Cryosurgery in Cancer Treatment
What is cryosurgery?
Cryosurgery (also called cryotherapy) is the use of extreme cold produced by liquid nitrogen (or argon gas) to destroy abnormal tissue. Cryosurgery is used to treat external tumors, such as those on the skin. For external tumors, liquid nitrogen is applied directly to the cancer cells with a cotton swab or spraying device.

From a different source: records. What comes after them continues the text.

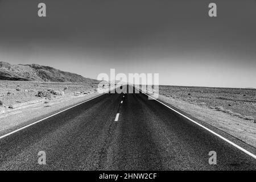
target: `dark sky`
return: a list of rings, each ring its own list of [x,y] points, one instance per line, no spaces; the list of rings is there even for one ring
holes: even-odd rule
[[[159,73],[161,84],[256,88],[255,34],[255,0],[0,0],[0,60],[94,78],[115,68]]]

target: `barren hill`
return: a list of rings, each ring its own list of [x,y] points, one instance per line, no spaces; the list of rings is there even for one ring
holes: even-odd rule
[[[52,82],[98,82],[81,75],[38,64],[11,65],[0,61],[0,80]]]

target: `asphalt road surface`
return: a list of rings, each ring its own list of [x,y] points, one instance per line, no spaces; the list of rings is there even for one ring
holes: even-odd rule
[[[251,156],[141,93],[105,94],[10,135],[0,158],[1,170],[256,169]]]

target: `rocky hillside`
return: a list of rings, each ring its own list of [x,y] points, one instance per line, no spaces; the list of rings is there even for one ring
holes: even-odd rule
[[[38,64],[11,65],[0,61],[0,80],[52,82],[98,82],[75,73]]]

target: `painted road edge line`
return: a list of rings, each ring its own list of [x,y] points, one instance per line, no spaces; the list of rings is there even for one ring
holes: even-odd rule
[[[93,100],[93,99],[94,99],[94,98],[97,98],[97,97],[100,97],[100,96],[103,96],[103,95],[104,95],[105,94],[106,94],[106,93],[102,93],[102,94],[100,94],[100,95],[98,95],[98,96],[96,96],[96,97],[93,97],[93,98],[90,98],[90,99],[89,99],[89,100],[86,100],[86,101],[84,101],[84,102],[81,102],[81,103],[80,103],[80,104],[77,104],[77,105],[75,105],[75,106],[72,106],[72,107],[68,107],[68,108],[67,108],[67,109],[64,109],[64,110],[61,110],[61,111],[59,111],[59,112],[58,112],[58,113],[55,113],[55,114],[52,114],[52,115],[49,115],[49,116],[48,116],[48,117],[46,117],[46,118],[43,118],[43,119],[40,119],[40,120],[39,120],[39,121],[36,121],[36,122],[34,122],[34,123],[31,123],[31,124],[30,124],[30,125],[28,125],[23,126],[23,127],[21,127],[21,128],[20,128],[20,129],[17,129],[17,130],[14,130],[14,131],[11,131],[11,133],[7,133],[7,134],[6,134],[3,135],[3,136],[0,136],[0,139],[3,139],[3,138],[5,138],[5,137],[6,137],[6,136],[9,136],[9,135],[11,135],[11,134],[14,134],[14,133],[16,133],[16,132],[18,132],[18,131],[20,131],[20,130],[23,130],[23,129],[26,129],[26,128],[27,128],[27,127],[30,127],[30,126],[32,126],[32,125],[35,125],[35,124],[36,124],[36,123],[39,123],[39,122],[41,122],[41,121],[43,121],[46,120],[46,119],[48,119],[48,118],[51,118],[51,117],[52,117],[53,116],[55,116],[55,115],[57,115],[57,114],[59,114],[61,113],[63,113],[63,112],[64,112],[64,111],[65,111],[66,110],[69,110],[69,109],[72,109],[72,108],[73,108],[73,107],[76,107],[76,106],[79,106],[79,105],[81,105],[81,104],[84,104],[84,103],[85,103],[85,102],[88,102],[88,101],[90,101],[90,100]]]
[[[180,113],[180,112],[176,111],[176,110],[171,108],[171,107],[168,106],[168,105],[167,105],[166,104],[159,101],[159,100],[155,99],[155,98],[150,96],[150,95],[148,95],[147,93],[146,93],[145,92],[144,92],[142,90],[140,90],[139,89],[138,89],[137,88],[135,87],[135,88],[136,88],[137,90],[138,90],[139,91],[141,91],[141,92],[142,92],[143,94],[144,94],[145,95],[150,97],[150,98],[154,99],[154,100],[158,101],[158,102],[161,103],[162,104],[163,104],[163,105],[164,105],[165,106],[167,107],[168,108],[170,109],[171,110],[173,110],[174,111],[175,111],[175,113],[181,115],[181,116],[183,116],[183,117],[185,118],[186,119],[189,120],[190,121],[192,122],[193,123],[197,125],[198,126],[203,127],[203,129],[207,130],[207,131],[208,131],[209,132],[211,133],[212,134],[214,134],[214,135],[220,138],[221,139],[222,139],[222,140],[225,140],[225,142],[229,143],[229,144],[232,144],[232,146],[233,146],[234,147],[235,147],[236,148],[240,150],[241,151],[243,151],[243,152],[246,153],[246,154],[250,155],[250,156],[253,157],[253,158],[254,158],[255,159],[256,159],[256,155],[255,155],[254,154],[250,152],[249,151],[248,151],[247,150],[244,149],[243,148],[242,148],[241,147],[240,147],[240,146],[236,144],[236,143],[231,142],[230,140],[227,139],[226,138],[223,137],[222,136],[218,134],[217,133],[214,132],[213,131],[212,131],[211,130],[210,130],[209,129],[208,129],[208,127],[206,127],[205,126],[201,125],[200,123],[197,123],[197,122],[193,121],[193,119],[189,118],[189,117],[185,116],[185,115]]]
[[[119,118],[119,115],[120,114],[119,113],[117,113],[117,115],[115,116],[115,121],[118,121],[118,118]]]

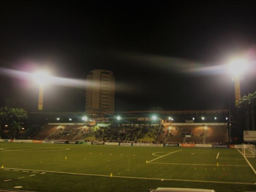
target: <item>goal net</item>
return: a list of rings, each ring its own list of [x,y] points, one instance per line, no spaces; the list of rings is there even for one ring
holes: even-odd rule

Cryosurgery is also used to treat tumors inside the body (internal tumors and tumors in the bone). For internal tumors, liquid nitrogen or argon gas is circulated through a hollow instrument called a cryoprobe, which is placed in contact with the tumor. The doctor uses ultrasound or MRI to guide the cryoprobe and monitor the freezing of the cells, thus limiting damage to nearby healthy tissue. (In ultrasound, sound waves are bounced off organs and other tissues to create a picture called a sonogram.) A ball of ice crystals forms around the probe, freezing nearby cells. Sometimes more than one probe is used to deliver the liquid nitrogen to various parts of the tumor. The probes may be put into the tumor during surgery or through the skin (percutaneously). After cryosurgery, the frozen tissue thaws and is either naturally absorbed by the body (for internal tumors), or it dissolves and forms a scab (for external tumors).